Raleigh.- Una tarde de domingo, entre risas con familia y amigos, disfrutando un corte de carne que pudo haber sido preparado de muchísimas formas, cocinado al horno, asado y a la parrilla, bajo el calor indirecto, o ahumado en temperaturas bajas, con una salsa marinada o una mezcla de especias... ¿quién no ha disfrutado una comida así?
Y es que estamos hablando del barbecue, ese método de cocción de “bajo y lento” que se ha convertido en un sello de la gastronomía estadounidense al preparar costillas, res, cerdo y muchos otros cortes, en el marco del 250 aniversario de la Declaración de la Independencia, vale la pena preguntarnos cuál es su origen, porque además, si algo distingue a la barbacoa estadounidense es que cambia de una región a otra.

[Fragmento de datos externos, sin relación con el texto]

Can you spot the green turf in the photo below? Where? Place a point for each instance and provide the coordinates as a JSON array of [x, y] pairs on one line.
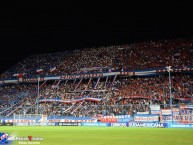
[[104, 135]]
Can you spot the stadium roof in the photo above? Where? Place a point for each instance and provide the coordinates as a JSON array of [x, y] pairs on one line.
[[25, 32]]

Dependiendo del estado en el que te encuentres, podrás probar sabores, salsas y métodos de cocción completamente distintos, como en Carolina del Norte, Memphis, Texas, Kansas y Georgia, con aderezo, verduras o papas al horno que acompañen el platillo.

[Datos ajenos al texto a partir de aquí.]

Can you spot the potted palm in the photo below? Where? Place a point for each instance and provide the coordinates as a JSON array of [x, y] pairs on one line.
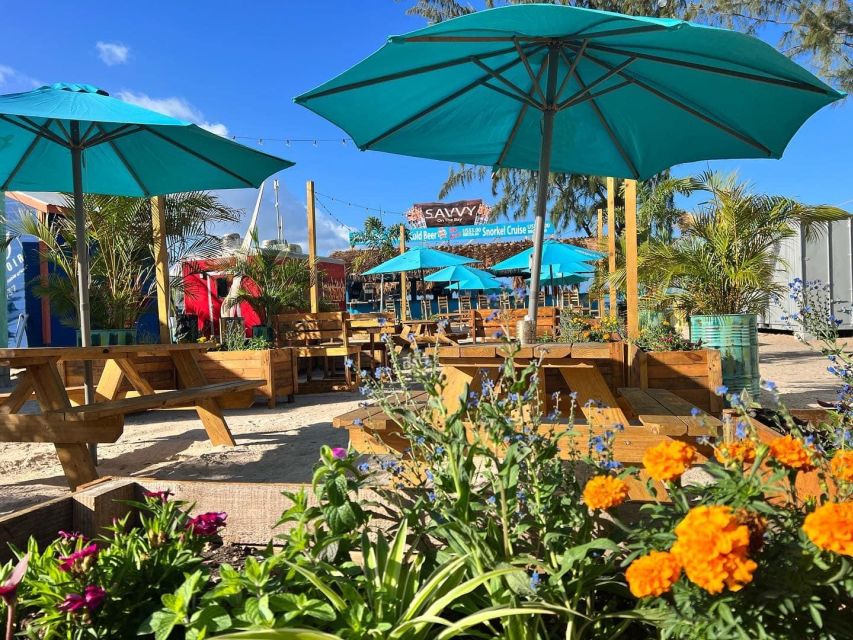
[[720, 271]]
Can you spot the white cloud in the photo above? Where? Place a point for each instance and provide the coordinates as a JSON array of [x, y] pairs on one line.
[[113, 53], [331, 236], [13, 80], [176, 107]]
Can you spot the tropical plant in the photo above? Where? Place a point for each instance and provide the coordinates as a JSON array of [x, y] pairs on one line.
[[726, 258], [818, 33], [121, 253], [271, 281]]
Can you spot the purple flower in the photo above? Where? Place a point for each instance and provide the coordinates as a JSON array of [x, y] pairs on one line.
[[79, 561], [161, 496], [9, 589], [92, 598], [207, 524]]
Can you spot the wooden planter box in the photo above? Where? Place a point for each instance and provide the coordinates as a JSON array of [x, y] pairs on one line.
[[276, 366], [252, 508], [692, 375]]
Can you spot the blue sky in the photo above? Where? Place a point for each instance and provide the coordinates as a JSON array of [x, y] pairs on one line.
[[236, 71]]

Curiosamente, de acuerdo con AP, las raíces de lo que hoy se conoce como el barbecue estadounidense se remontan a antes de que Estados Unidos se convirtiera oficialmente en un país, afirma Robert F. Moss, editor colaborador de barbecue de la revista “Southern Living” y autor de “Barbecue, la historia de una institución estadounidense”.
Según explica, es una mezcla de influencias que comienza con los pueblos indígenas que ya habitaban estas tierras y tenían sus propios métodos de cocina, los colonos que llegaron desde Europa con ganado nuevo para América y las personas esclavizadas africanas, cuyas culturas y tradiciones fueron traídas por la fuerza y puestas a trabajar.
“Muchos visitantes a Estados Unidos señalaban el barbecue como algo particularmente estadounidense”, dice Moss. “Desde el principio, era algo distintivo de las Américas y algo que los europeos reconocían como diferente a la forma en que ellos cocinaban la carne”.
El desarrollo de lo que hoy conocemos como barbacoa también estuvo influenciado por otros factores a lo largo de los siglos, como la llegada de la refrigeración comercial a finales del siglo XIX y la popularidad de los refrigeradores domésticos durante las primeras décadas del siglo XX.
Esto permitió a las personas comprar y almacenar cortes de carne de maneras que habrían sido imposibles en la época colonial, expandiendo las posibilidades y la creatividad al momento de prepararla de distintas formas que hasta la fecha, siguen manteniéndose como una de las tradiciones culinarias más queridas de Estados Unidos.